Constrained Decoding with options

Perhaps we want the answer to the above question in a different format. We call our LLM ingredient in a constrained setting by passing a options argument, where we provide either semicolon-separated options, or a reference to a column.

{{
    LLMQA(
        'How many consecutive days did I buy stocks in Financials?', 
        (
            SELECT account_history."Run Date", account_history.Symbol, constituents."Sector"
              FROM account_history
              LEFT JOIN constituents ON account_history.Symbol = constituents.Symbol
              WHERE Sector = "Financials"
              ORDER BY "Run Date" LIMIT 5
        )
        options='one consecutive day!;two consecutive days!;three consecutive days!'
    )
}}

Running the above BlendSQL query, we get the output two consecutive days!.

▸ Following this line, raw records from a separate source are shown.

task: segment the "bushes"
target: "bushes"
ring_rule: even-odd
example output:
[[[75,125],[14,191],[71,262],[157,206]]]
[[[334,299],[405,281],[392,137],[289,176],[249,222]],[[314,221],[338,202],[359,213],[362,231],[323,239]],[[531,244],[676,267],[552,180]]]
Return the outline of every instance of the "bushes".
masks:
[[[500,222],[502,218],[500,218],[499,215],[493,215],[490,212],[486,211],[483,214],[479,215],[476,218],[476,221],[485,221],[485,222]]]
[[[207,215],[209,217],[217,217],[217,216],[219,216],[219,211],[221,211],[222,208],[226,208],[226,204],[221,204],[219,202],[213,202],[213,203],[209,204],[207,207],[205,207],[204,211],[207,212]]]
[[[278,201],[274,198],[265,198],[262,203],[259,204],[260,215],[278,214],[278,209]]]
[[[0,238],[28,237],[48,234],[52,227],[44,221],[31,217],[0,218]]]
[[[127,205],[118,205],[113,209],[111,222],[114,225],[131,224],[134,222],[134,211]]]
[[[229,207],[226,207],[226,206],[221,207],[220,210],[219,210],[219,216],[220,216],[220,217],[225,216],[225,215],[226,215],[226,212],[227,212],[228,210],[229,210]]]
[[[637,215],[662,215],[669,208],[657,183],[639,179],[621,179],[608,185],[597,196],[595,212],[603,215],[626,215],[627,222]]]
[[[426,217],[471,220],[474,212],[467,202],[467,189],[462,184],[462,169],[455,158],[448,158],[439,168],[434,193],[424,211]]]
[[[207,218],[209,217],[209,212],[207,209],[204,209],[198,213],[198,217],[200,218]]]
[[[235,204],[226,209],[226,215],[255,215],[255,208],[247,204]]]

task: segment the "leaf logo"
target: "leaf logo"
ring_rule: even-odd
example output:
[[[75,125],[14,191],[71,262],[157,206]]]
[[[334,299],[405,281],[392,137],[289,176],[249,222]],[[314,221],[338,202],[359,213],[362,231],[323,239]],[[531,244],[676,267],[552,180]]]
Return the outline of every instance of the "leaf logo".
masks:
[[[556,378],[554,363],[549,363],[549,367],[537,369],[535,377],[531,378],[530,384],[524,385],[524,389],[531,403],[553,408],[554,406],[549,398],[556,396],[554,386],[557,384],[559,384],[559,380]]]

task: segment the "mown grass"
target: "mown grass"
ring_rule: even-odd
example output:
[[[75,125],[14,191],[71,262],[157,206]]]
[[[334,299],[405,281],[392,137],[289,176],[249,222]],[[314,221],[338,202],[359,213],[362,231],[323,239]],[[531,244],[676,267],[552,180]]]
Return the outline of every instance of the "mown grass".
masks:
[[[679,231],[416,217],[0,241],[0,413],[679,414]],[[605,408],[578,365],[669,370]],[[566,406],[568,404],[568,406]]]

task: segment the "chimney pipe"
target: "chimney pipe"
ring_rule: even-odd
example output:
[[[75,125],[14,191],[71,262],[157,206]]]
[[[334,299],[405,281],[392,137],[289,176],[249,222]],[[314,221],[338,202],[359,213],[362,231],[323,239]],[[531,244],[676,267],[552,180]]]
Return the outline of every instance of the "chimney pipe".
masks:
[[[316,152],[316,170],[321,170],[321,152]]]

This options argument can also be a reference to a given column.

For example (from the HybridQA dataset):

 SELECT capacity FROM w WHERE venue = {{
        LLMQA(
            'Which venue is named in honor of Juan Antonio Samaranch?',
            (SELECT title, content FROM documents WHERE content MATCH 'venue'),
            options='w::venue'
        )
}}

Or, from our running example:

{{
  LLMQA(
      'Which did i buy the most?',
      (
        SELECT account_history."Run Date", account_history.Symbol, constituents."Sector"
          FROM account_history
          LEFT JOIN constituents ON account_history.Symbol = constituents.Symbol
          WHERE Sector = "Financials"
          ORDER BY "Run Date" LIMIT 5
      )
      options='account_history::Symbol'
  )
}}

The above BlendSQL will yield the result AIG, since it appears in the Symbol column from account_history.